Sometimes It's Simply About the Effort

The view from our seats was swell^

Often breaking the routine is the best cure. For years, on the third weekend of the football season, I've either been in front of a TV showing the Florida-Tennessee game or in the stadium in Knoxville watching it. Most often the game ended with disappointment. Today, it ended with a loss, but no disappointment. Maybe that's because I went to Lexington to see Washington & Lee play and get a little perspective on this thing.

Tennessee-Florida, at least for a UT fan, is where football sits when it reaches the top. Lately, our guys have been knocked off the top more often than they've thrust a saber skyward when the final whistle blew.

Today, anticipating No. 1 Florida--which was not only good, but also pissed off at UT's new, brash coach--blowing the Vols' doors off, I headed off to one of the prettiest little towns in Virginia to watch a football game in a marvelous new stadium (great views, as you see above) with my friend Doug Cumming, assistant professor in the journalism department at W&L. We saw a dandy (W&L lost in overtime in a game whose lead changed several times and whose last minute of regulation was a whing-dinger) and I started back to Roanoke* feeling better about everything, reconciled to Tennessee's loss.

Then an odd thing happened. Tennessee wasn't being humiliated. It was hanging close; it was belting Florida's storied quarterback. So I hurried on home to catch the second half. The game ended as a 10-point loss, considerably less than the 30 points the bookies predicted Tennessee would lose by (or the 100 some of our brilliant "analysts" predicted) and I was tickled. I have to admit that I was more satisfied watching these UT kids overachieve and lose than I was watching Philip Fulmer's undisciplined, heralded players play at less than their best and win games.
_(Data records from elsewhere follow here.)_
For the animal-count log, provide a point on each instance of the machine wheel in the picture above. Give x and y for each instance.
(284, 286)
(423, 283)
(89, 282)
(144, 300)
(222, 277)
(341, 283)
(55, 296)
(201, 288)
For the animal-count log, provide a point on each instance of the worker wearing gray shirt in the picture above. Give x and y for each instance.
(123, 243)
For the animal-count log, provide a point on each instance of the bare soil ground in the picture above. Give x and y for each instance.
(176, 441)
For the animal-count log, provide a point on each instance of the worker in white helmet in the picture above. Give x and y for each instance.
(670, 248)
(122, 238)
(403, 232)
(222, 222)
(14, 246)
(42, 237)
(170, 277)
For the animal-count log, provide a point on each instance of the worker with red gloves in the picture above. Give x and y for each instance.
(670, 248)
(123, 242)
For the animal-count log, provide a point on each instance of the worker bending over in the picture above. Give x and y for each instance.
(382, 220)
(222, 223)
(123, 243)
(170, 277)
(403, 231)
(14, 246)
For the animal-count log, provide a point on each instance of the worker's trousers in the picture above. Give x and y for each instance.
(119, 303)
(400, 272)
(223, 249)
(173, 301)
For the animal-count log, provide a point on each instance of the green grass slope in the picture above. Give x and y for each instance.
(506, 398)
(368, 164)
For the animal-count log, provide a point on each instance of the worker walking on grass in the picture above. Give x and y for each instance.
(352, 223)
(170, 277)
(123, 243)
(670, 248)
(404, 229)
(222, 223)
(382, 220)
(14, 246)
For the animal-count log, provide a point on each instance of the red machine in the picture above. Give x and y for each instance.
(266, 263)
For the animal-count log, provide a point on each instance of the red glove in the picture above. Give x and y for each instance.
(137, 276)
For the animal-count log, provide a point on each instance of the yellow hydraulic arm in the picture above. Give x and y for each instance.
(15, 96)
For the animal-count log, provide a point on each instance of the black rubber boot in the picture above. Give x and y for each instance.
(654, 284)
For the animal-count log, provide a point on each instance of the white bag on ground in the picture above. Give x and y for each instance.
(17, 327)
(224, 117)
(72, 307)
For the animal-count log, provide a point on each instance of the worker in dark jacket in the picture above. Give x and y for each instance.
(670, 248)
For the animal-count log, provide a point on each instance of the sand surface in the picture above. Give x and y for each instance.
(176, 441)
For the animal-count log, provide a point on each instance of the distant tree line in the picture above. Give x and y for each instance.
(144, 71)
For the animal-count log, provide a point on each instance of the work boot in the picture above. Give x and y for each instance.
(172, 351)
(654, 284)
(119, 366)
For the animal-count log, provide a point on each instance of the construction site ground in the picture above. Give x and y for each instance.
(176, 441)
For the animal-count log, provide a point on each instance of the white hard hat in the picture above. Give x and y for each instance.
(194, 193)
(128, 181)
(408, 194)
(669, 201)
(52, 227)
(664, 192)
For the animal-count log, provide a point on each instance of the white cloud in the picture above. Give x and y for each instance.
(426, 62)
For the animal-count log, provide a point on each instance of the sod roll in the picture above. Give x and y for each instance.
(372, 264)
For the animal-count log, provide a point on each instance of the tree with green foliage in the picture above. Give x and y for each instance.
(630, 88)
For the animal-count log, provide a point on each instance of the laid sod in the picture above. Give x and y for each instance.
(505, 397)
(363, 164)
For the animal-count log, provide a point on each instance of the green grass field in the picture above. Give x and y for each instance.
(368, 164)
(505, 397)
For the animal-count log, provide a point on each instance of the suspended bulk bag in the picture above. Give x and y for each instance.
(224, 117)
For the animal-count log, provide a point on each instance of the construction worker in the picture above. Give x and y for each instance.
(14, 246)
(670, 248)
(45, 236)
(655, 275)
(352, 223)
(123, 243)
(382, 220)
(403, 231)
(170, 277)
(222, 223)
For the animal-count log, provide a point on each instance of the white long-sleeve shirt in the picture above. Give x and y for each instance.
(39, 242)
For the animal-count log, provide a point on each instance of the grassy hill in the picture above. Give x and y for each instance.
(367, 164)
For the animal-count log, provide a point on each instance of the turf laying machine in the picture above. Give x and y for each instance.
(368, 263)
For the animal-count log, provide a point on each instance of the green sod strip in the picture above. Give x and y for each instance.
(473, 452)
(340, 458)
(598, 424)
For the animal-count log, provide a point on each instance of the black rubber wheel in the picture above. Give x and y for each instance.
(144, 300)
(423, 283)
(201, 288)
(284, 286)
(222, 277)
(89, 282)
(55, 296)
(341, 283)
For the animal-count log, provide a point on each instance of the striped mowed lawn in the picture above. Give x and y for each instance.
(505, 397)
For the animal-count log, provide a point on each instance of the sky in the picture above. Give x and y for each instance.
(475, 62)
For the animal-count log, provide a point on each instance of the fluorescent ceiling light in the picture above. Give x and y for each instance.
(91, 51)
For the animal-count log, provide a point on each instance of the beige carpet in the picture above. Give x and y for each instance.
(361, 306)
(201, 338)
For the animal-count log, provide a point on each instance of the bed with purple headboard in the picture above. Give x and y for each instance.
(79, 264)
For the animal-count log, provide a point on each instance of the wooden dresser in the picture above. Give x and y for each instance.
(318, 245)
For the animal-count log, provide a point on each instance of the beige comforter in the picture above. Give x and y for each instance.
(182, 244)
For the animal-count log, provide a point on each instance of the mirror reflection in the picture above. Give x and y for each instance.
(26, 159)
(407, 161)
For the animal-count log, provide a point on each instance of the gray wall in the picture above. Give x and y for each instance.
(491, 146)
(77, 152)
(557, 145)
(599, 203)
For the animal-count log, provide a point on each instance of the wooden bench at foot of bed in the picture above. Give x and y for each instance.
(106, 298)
Ultimately, as I mentioned to Doug, it comes down to competitiveness and effort--which we saw a lot of in Lexington. And today, in Gainsville with my Vols.

(* I was on the road back to Roanoke at 4:20 after watching a full game, an overtime and eating a meal. That's 3 hours, 20 minutes, 10 minutes less than it normally requires to play a regulation Division 1 game--with all those TV timeouts and breaks for commercials. I love Division III football.)